You tried in vain to vanquish the thoughts. But you kept looking out for the first stirrings of mischief as the great bowls of salad and the baskets of bread were carried in under Agaat’s command. You tried to keep a clear line of sight as you helped to serve the people, all the old acquaintances, and their children who were gathered there like replicas unto the third and the fourth generation. You couldn’t snap out of it. All the convivial noises sounded so false to you.

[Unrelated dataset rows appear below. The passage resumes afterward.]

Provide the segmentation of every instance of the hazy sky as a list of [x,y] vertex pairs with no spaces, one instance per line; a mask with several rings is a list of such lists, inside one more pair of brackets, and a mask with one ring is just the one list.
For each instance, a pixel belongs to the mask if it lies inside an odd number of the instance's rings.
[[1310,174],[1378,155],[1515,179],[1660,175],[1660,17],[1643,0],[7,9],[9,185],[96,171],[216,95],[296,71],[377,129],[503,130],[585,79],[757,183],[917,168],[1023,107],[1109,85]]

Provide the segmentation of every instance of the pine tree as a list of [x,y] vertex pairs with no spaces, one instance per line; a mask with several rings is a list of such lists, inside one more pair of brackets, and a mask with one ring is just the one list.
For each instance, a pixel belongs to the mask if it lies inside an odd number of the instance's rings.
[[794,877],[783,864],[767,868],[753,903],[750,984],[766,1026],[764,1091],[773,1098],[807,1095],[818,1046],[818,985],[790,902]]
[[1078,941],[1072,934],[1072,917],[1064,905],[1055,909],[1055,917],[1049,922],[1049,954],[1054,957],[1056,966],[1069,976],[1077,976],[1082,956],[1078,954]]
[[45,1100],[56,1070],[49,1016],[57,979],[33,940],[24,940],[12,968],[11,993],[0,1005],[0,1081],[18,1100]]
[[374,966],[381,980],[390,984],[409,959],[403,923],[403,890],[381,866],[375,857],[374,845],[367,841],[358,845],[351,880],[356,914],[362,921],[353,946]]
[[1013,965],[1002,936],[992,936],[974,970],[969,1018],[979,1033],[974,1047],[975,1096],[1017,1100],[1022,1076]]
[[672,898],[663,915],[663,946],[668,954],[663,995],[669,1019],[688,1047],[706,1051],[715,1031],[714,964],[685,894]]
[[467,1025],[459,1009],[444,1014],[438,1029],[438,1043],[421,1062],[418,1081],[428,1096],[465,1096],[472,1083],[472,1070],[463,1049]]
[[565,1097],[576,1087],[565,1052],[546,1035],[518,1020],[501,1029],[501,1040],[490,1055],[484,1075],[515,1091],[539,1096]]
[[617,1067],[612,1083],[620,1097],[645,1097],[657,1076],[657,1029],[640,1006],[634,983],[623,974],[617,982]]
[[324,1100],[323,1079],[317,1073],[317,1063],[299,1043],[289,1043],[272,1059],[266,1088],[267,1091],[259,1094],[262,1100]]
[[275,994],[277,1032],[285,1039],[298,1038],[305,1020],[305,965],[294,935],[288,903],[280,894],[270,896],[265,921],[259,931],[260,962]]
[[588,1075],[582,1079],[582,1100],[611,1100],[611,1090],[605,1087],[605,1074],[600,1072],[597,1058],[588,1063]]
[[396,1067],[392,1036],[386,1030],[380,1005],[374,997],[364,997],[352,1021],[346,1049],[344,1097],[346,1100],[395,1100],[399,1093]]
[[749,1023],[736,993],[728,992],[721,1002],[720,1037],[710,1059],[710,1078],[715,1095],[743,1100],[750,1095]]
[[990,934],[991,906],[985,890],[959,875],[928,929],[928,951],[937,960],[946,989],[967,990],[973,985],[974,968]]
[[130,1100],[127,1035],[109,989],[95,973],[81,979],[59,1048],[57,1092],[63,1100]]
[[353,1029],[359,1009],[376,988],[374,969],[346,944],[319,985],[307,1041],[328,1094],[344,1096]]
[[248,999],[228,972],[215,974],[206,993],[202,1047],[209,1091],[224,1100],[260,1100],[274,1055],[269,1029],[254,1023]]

Even Beatrice and Thys, your oldest friends, aroused your distrust. They were the dominee’s confidants. They would carry report of every guffaw that was too loud and every note that was false and every drop that was drunk in excess. To the nearest hundred rand they’d be able to estimate the cost of the whole thing. They’d be able to calculate the tithe that would be proportionate to the cost and submit it to the representative of God in the Swellendam district and he would in his own time and season come and claim it for the swelling of the church coffers. You could talk to them, to protect Agaat, to speak to Jak. You could try to talk to Dominee himself.

But what would they be able to do about it? About your presentiment that a slow explosion was blowing all of Grootmoedersdrift into hundreds of shards and chunks? You were alone with the sensation. You tried to shake it off, had coffee brought to you to bring you to your senses. Lack of sleep, you thought.